Uma vantagem de juros menor ainda pode competir quando a inflação está controlada e o câmbio evita as quedas bruscas que anulam posições de maior rendimento.
| Fator | BRL | COP | MXN |
|---|---|---|---|
| Taxa básica de juros | 14,00% | 12,00% | 6,50% |
| Inflação cheia (jul./2026) | 4,44% | 6,03% | 3,12% |
| Carry nominal | Muito alto | Alto | Moderado |
| Canais dominantes | Juros, commodities, fiscal | Juros, petróleo, fiscal | Juros, crescimento dos EUA, liquidez |
| Principal ameaça ao carry | Expectativas de inflação, reprecificação fiscal | Fraqueza do petróleo, risco soberano | Margem menor, choques externos |
Não. Uma taxa mais alta aumenta o rendimento potencial, mas a depreciação cambial pode compensar ou superar esse ganho. A posição mais forte é a que preserva mais da sua vantagem depois da variação cambial e dos custos.
A depreciação cambial, porque um único movimento grande pode anular meses de juros acumulados. Surpresas inflacionárias, estresse fiscal, choques nas commodities e mudanças nas condições financeiras globais costumam ser os gatilhos.

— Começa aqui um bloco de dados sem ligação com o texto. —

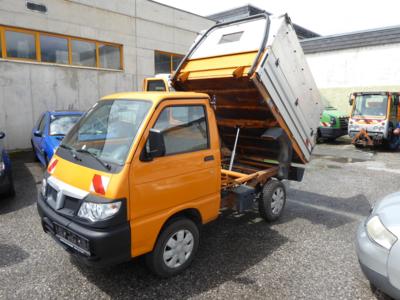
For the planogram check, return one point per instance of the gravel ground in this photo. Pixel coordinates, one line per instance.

Não existe uma resposta definitiva. A classificação depende das condições de inflação, commodities e fiscal, não apenas da taxa básica de juros, de modo que a moeda líder em um ano pode ficar para trás no ano seguinte sem que sua taxa mude muito.
Comece pelos diferenciais de juros nominais e reais, depois avalie a volatilidade cambial, o principal fator macroeconômico, o risco soberano e a liquidez. Termine estimando a depreciação que anularia o carry esperado no período de manutenção pretendido.
Uma avaliação prática se resume a sete perguntas:
Que vantagem de juros a moeda oferece em relação à ponta de financiamento?
O que resta depois da inflação esperada?
Qual tem sido a volatilidade do câmbio?
Qual commodity ou fator externo predomina?
O risco soberano está melhorando ou piorando?
Qual é a liquidez do mercado, e quanto custa manter a posição?
Até que ponto a moeda pode cair antes que o carry desapareça?
A última pergunta coloca o rendimento nominal em perspectiva. Uma posição com expectativa de render 7% é zerada por uma perda cambial de 7%, antes mesmo de contar os custos de financiamento e negociação. Brasil, Colômbia e México remuneram o carry por motivos diferentes, e cada um pode tirá-lo de volta por um canal diferente.